A key trap for experienced founders is assuming success in one domain translates to expertise in another. This temptation toward arrogance is amplified because their teams are less likely to question their judgment, leading to flawed decisions in unfamiliar areas.
Inserting dynamic billboards into establishing shots avoids creative conflicts with directors and delivers clearer brand messages than placing a product next to an actor. This standardized "ad unit" is more scalable and drives higher message recall, separating supply and demand.
The "conquering hero" approach of forcing an acquired company to adopt your processes is the cardinal sin of M&A. Omar Tawakol's experience at Oracle showed that protecting an acquisition's unique workflows and incentives leads to growth, while rapid, forced integration destroys value.
An effective meeting has three parts: 1) "Navy SEAL" for strict accountability against goals, 2) "Suspense Thriller" for debating a strategic topic with an unknown outcome (using a pre-read memo), and 3) "Pep Rally" for authentically celebrating wins to boost morale.
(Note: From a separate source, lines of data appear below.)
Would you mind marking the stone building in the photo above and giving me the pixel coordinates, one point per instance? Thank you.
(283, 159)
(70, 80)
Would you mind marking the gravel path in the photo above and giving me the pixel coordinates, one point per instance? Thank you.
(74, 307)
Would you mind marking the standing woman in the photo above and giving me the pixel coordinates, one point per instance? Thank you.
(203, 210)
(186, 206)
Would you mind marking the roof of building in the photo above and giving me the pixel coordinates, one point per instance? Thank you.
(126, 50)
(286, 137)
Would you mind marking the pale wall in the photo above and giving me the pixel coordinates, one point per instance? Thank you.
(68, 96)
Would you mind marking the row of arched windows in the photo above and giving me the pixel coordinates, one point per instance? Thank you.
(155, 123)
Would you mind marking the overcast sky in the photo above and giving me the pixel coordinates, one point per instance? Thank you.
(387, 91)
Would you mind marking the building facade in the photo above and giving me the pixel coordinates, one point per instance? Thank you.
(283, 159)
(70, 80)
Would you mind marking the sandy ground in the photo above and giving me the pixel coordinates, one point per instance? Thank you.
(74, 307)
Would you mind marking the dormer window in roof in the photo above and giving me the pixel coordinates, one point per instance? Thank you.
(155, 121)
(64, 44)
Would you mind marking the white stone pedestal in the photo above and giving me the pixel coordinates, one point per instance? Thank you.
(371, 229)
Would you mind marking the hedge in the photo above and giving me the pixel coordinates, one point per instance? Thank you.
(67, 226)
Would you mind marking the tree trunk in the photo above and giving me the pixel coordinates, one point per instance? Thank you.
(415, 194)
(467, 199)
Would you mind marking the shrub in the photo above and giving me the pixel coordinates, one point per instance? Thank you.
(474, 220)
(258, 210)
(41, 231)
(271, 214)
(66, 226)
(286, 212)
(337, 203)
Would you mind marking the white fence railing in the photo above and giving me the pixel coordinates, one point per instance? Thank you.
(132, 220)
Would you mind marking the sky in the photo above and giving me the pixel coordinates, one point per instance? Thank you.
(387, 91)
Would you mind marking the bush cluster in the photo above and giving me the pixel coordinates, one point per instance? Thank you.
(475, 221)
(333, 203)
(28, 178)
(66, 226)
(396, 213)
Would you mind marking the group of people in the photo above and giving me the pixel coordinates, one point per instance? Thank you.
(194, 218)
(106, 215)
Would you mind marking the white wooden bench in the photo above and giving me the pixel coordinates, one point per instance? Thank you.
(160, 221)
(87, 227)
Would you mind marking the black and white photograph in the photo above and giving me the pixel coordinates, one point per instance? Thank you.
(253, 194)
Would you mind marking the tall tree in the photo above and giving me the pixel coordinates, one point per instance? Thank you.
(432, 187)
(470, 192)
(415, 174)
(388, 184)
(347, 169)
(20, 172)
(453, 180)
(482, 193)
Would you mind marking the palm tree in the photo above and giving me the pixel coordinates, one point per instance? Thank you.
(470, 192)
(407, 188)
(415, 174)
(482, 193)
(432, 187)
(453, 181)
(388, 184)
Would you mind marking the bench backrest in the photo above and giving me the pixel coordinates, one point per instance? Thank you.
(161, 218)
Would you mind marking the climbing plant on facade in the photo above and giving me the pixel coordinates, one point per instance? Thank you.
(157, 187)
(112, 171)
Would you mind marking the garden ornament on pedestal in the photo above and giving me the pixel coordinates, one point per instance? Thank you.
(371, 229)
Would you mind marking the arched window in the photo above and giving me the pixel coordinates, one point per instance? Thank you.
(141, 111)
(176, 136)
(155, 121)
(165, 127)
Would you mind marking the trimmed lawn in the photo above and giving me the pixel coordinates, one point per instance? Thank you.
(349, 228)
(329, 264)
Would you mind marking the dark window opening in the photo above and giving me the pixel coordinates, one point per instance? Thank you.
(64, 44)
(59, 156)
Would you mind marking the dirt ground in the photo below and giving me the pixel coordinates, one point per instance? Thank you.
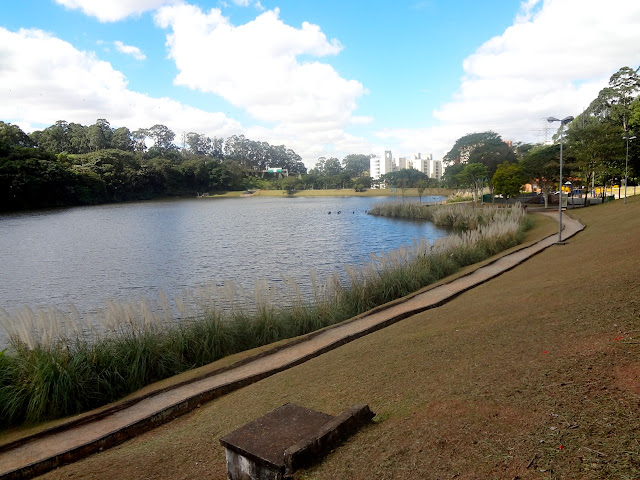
(534, 375)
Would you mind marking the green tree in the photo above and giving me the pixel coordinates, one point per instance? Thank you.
(508, 179)
(361, 184)
(473, 175)
(463, 147)
(100, 134)
(542, 166)
(356, 165)
(290, 185)
(122, 139)
(403, 179)
(162, 138)
(12, 136)
(615, 101)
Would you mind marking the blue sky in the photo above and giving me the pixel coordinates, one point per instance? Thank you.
(324, 78)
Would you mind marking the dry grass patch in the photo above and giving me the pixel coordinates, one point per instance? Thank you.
(521, 377)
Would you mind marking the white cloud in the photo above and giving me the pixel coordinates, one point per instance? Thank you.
(44, 79)
(552, 61)
(114, 10)
(256, 66)
(135, 52)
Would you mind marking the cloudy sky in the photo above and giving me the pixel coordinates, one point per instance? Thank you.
(326, 78)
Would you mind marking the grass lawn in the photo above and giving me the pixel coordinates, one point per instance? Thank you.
(533, 375)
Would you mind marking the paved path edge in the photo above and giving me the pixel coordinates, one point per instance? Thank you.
(186, 405)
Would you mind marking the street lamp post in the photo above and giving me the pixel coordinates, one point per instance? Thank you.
(563, 122)
(626, 167)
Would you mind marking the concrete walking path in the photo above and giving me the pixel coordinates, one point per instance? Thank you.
(89, 433)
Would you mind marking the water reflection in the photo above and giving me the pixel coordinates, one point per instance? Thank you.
(88, 254)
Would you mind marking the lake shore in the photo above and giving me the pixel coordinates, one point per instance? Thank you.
(528, 376)
(344, 192)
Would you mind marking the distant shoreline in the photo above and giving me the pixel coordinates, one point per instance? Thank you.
(345, 192)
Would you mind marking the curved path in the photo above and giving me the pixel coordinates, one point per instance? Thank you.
(86, 434)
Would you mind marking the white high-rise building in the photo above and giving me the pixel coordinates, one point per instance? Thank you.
(381, 164)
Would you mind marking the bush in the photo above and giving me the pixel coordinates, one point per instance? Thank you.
(59, 365)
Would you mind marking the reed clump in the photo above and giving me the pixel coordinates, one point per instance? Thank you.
(60, 363)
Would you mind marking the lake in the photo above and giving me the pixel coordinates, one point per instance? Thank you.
(85, 255)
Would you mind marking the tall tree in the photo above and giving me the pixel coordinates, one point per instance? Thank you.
(100, 134)
(463, 147)
(13, 136)
(541, 166)
(614, 102)
(474, 175)
(122, 139)
(508, 179)
(162, 138)
(356, 165)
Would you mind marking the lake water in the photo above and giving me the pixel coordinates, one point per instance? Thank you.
(85, 255)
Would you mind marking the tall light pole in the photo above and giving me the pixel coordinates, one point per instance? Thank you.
(626, 166)
(563, 122)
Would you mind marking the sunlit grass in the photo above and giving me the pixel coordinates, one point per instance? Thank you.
(59, 363)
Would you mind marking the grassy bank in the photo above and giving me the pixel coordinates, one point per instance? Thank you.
(57, 365)
(534, 375)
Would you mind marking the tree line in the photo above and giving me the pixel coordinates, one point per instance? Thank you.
(595, 149)
(72, 164)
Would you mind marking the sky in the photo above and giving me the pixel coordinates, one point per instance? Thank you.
(325, 78)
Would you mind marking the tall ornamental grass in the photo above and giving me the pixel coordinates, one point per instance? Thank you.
(58, 364)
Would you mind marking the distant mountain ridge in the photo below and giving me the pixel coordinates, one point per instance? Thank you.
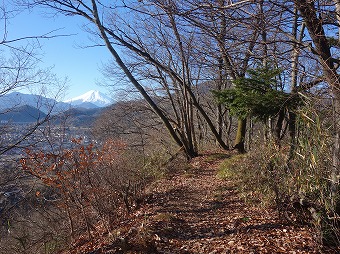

The advice to simply focus and try harder is flawed because it ignores that people may face struggles, like a learning disability, that effort alone cannot overcome. True success can come from identifying the root problem and providing tailored support, not just demanding more work.
Don't "stuff the channel" by forcing your existing sales team to sell an acquired product with a different model. At Cisco, a usage-based product was kept separate from the enterprise sales team, who were incentivized by large deals and wouldn't have prioritized it.
Successful founders can easily land initial customers and renewals through their personal network. This creates a dangerous false positive for product-market fit, masking whether the product has scalable value and can be sold by others without the founder's presence in the room.
Just as P&G wouldn't rename a popular soap, acquirers shouldn't change a successful B2B product's name. The brand holds immense equity built over years. Changing BlueKai to an Oracle brand name, for instance, instantly erases value that persists in the market's mind for over a decade.